When our health care workers start receiving their coronavirus vaccines this week, it will appear as if they’re getting any other shot in their upper arm.
But the technology used to develop the Pfizer vaccine, called messenger RNA, was approved by the Food and Drug Administration for the first time ever.
The mRNA vaccine is different because it doesn’t use the virus itself, like the flu shot, and is faster to make. Messenger RNA is piece of genetic code that instructs our cells to create a protein that then triggers an immune response.
Stanford infectious disease specialist Dr. Dean Winslow told NBC Bay Area the new technology makes it safer for people with compromised immune systems.
"It’s not really a virus that’s going to integrate in your own genome like HIV does or even a live virus that could potentially replicate in persons with compromised immune systems," Winslow said.
While Pfizer may be the first to get approval for an mRNA vaccine, scientists have been studying the technology for years. Cancer researchers have used mRNA to target specific cancer cells too.
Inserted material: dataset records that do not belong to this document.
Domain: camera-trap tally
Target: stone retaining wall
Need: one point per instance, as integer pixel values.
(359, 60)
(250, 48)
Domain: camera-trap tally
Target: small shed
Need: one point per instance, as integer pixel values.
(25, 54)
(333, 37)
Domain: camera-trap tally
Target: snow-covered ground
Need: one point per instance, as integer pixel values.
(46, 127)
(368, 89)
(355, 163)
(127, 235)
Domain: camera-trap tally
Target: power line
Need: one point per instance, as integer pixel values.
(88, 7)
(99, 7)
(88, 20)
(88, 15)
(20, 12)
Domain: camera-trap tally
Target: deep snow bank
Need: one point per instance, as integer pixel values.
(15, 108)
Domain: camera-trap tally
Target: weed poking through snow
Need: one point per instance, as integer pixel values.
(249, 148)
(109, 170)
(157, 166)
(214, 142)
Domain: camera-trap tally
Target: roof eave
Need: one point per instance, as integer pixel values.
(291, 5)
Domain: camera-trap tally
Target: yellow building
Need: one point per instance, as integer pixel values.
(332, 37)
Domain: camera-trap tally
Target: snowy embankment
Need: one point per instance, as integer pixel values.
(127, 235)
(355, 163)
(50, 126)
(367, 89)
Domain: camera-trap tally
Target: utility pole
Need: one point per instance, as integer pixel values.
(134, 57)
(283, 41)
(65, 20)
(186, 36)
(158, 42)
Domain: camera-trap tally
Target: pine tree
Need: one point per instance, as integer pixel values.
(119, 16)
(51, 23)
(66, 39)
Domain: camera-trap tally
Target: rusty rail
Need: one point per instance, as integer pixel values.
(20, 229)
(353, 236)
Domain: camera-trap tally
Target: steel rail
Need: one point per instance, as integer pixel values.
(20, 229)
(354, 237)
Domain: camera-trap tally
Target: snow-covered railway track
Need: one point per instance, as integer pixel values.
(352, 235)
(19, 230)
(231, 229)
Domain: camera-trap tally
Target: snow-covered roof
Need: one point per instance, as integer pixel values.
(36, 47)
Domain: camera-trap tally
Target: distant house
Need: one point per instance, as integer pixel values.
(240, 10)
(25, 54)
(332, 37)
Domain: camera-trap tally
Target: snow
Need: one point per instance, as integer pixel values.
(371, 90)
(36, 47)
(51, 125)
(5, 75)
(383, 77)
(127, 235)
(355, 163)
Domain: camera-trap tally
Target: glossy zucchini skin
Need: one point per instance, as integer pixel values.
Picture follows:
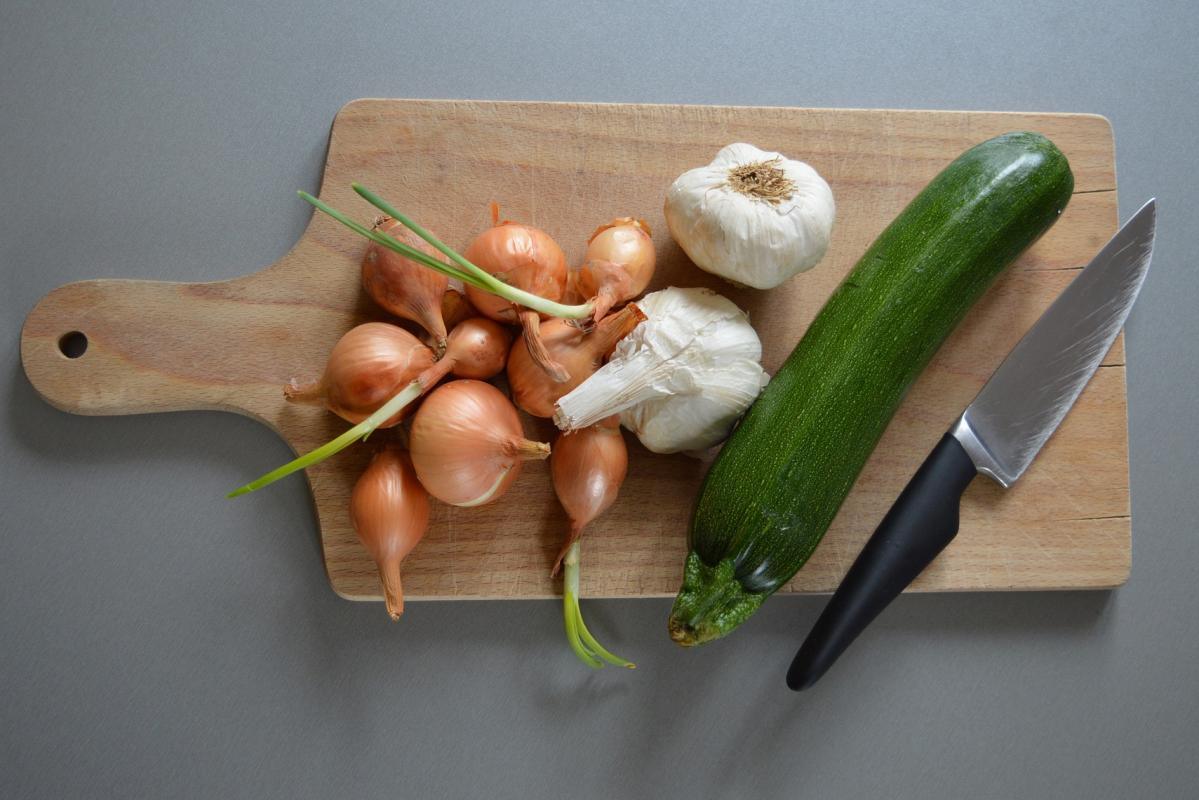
(776, 486)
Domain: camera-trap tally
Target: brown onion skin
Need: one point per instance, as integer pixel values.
(588, 468)
(456, 308)
(390, 512)
(366, 368)
(480, 348)
(578, 350)
(468, 445)
(520, 256)
(403, 287)
(618, 266)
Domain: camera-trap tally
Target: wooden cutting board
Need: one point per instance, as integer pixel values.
(567, 168)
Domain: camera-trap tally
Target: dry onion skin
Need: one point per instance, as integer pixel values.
(578, 350)
(457, 269)
(367, 366)
(390, 512)
(618, 266)
(468, 445)
(588, 468)
(529, 259)
(476, 348)
(404, 287)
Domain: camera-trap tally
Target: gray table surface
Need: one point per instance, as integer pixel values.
(156, 641)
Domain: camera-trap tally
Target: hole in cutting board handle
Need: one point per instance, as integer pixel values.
(73, 344)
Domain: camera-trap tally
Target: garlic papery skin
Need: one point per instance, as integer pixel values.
(753, 217)
(681, 379)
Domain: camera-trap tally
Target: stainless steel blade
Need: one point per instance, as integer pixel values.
(1022, 404)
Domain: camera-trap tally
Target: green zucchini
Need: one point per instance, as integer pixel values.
(776, 486)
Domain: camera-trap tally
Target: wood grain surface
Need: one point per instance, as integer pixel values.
(567, 168)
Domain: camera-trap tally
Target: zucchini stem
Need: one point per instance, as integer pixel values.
(360, 431)
(585, 645)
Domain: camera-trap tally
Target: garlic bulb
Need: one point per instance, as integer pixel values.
(752, 217)
(680, 379)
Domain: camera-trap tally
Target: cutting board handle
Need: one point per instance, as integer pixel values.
(137, 347)
(115, 347)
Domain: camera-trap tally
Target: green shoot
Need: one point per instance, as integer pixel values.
(360, 431)
(577, 633)
(464, 271)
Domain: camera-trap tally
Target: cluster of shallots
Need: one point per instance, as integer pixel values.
(465, 443)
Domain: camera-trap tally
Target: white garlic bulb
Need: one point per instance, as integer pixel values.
(681, 379)
(753, 217)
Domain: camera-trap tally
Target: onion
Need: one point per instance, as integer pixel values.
(367, 366)
(618, 266)
(467, 443)
(529, 259)
(588, 468)
(579, 352)
(476, 348)
(390, 511)
(455, 307)
(458, 269)
(404, 287)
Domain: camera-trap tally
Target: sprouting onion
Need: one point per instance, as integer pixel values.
(360, 431)
(461, 269)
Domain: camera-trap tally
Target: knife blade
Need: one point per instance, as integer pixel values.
(998, 435)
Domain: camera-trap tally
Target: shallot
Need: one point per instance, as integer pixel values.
(476, 348)
(580, 353)
(368, 365)
(588, 468)
(390, 511)
(618, 265)
(526, 258)
(404, 287)
(459, 270)
(467, 443)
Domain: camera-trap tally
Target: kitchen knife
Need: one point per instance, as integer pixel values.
(998, 435)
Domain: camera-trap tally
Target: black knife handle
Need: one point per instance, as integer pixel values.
(920, 524)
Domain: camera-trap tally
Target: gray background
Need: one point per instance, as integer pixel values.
(156, 641)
The Moderna vaccine, which the FDA is considering for approval on Thursday, also uses messenger RNA.
According to the Centers for Disease Control and Prevention, the mRNA technology cannot change our DNA because it doesn’t get into the nucleus of our cells. And once the proteins are created, our bodies get rid of those genetic instructions.
The new mRNA vaccines must meet the same FDA safety and effectiveness standards as all other vaccines in the U.S.